Son dispositif est très proche de celui des accords similaires conclus avec les pays associés d'Europe centrale et orientale.
Ainsi, il fixe un cadre pour le dialogue politique entre la Slovénie et l'Union européenne et comporte un important volet commercial permettant d'établir, à l'issue d'une période de six ans, une zone de libre-échange entre la Slovénie et l'Union européenne, un calendrier spécifique étant établi pour l'acier, les produits textiles et les produits agricoles.
L'accord donne en outre un début d'application à certains principes communautaires, tels que la liberté de circulation des travailleurs et, surtout, la liberté d'établissement, la libre prestation de services et la libre circulation des capitaux.
Enfin, une large part de l'accord est consacrée à l'énumération des domaines de la coopération euro-slovène. En matière financière, le bénéfice des prêts de la Banque européenne d'investissement et des crédits du programme est confirmé à la Slovénie.
Cet accord est conçu par les deux partenaires comme une première étape indispensable sur la voie de l'adhésion de la Slovénie à l'Union européenne. Cet objectif est reconnu dans le préambule, et cette perspective semble désormais se présenter sous un jour favorable : en effet, la Commission européenne a proposé de retenir la Slovénie parmi les premiers pays appelés à participer aux négociations d'élargissement.
Certes, l'avis de la Commission comporte des nuances. Ainsi, la libéralisation du marché se heurte à des réticences liées tout autant à un certain attachement au rôle de l'Etat, hérité du régime précédent, qu'à une crainte de l'ouverture vers l'extérieur. Les tentations protectionnistes demeurent fortes, et les modalités de privatisation laissent peu de place aux sociétés étrangères, si bien que la faiblesse de l'investissement étranger risque de constituer un handicap pour la modernisation de l'économie slovène.

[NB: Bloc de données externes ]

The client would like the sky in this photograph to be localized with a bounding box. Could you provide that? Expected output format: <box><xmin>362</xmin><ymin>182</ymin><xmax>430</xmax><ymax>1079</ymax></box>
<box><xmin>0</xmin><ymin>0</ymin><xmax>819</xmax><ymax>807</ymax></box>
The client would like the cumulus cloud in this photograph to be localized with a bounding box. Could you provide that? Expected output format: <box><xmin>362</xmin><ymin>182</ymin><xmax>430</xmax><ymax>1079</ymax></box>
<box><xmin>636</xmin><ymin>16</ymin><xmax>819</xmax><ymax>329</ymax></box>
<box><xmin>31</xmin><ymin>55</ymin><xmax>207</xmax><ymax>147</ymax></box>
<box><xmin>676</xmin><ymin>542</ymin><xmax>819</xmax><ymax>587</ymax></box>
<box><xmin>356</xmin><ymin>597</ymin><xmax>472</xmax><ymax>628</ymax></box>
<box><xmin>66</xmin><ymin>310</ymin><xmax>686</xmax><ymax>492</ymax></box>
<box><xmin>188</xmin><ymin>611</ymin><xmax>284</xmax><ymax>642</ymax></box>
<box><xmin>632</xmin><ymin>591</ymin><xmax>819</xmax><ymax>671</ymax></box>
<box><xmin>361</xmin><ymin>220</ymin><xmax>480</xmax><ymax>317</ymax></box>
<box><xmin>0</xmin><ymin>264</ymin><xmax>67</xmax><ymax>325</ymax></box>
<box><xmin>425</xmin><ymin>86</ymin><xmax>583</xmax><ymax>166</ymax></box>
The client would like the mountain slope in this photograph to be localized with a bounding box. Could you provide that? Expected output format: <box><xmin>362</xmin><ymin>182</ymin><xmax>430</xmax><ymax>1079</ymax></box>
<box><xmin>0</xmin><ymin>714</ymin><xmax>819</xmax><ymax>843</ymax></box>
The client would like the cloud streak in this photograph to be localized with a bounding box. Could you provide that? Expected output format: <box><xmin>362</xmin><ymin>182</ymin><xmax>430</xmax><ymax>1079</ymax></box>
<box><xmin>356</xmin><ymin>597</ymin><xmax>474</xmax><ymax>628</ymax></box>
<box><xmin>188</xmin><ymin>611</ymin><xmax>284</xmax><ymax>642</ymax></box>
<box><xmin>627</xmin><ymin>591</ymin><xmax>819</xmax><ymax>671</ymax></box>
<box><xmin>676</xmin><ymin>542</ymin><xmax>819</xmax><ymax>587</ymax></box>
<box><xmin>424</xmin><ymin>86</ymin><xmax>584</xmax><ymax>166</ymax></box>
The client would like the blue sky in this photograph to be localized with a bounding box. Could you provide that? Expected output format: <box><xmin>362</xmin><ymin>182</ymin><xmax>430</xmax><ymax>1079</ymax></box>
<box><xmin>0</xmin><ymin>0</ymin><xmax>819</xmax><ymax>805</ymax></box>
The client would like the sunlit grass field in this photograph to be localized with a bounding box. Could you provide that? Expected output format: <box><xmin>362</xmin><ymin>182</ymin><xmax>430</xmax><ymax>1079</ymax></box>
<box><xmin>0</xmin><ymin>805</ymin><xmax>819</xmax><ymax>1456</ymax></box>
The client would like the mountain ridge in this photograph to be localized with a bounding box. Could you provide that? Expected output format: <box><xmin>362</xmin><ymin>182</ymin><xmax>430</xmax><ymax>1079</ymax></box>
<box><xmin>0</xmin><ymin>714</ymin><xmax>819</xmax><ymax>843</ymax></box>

Des efforts restent donc à accomplir pour que la Slovénie réussisse pleinement son insertion dans l'ensemble européen et valorise ses incontestables atouts.
Au terme de cette analyse, on peut souhaiter que cette association européenne soit l'occasion, pour la France, de renforcer ses relations, encore trop modestes, avec la Slovénie, dont le marché offre des opportunités de développement très intéressantes, particulièrement pour des petites et moyennes entreprises.
Dans cette perspective, mais aussi en raison de l'intérêt politique que représente l'ancrage à l'Europe de ce pays jusqu'alors tourné vers les Balkans, la commission des affaires étrangères vous propose d'adopter le présent projet de loi.
M. le président. Personne ne demande la parole dans la discussion générale ?...
La discussion générale est close.
Nous passons à la discussion de l'article unique.
« Article unique. - Est autorisée la ratification de l'accord européen établissant une association entre les Communautés européennes et leurs Etats membres, agissant dans le cadre de l'Union européenne, d'une part, et la République de Slovénie, d'autre part, fait à Luxembourg le 10 juin 1996, et dont le texte est annexé à la présente loi. »
Personne ne demande la parole ?...
Je mets aux voix l'article unique du projet de loi.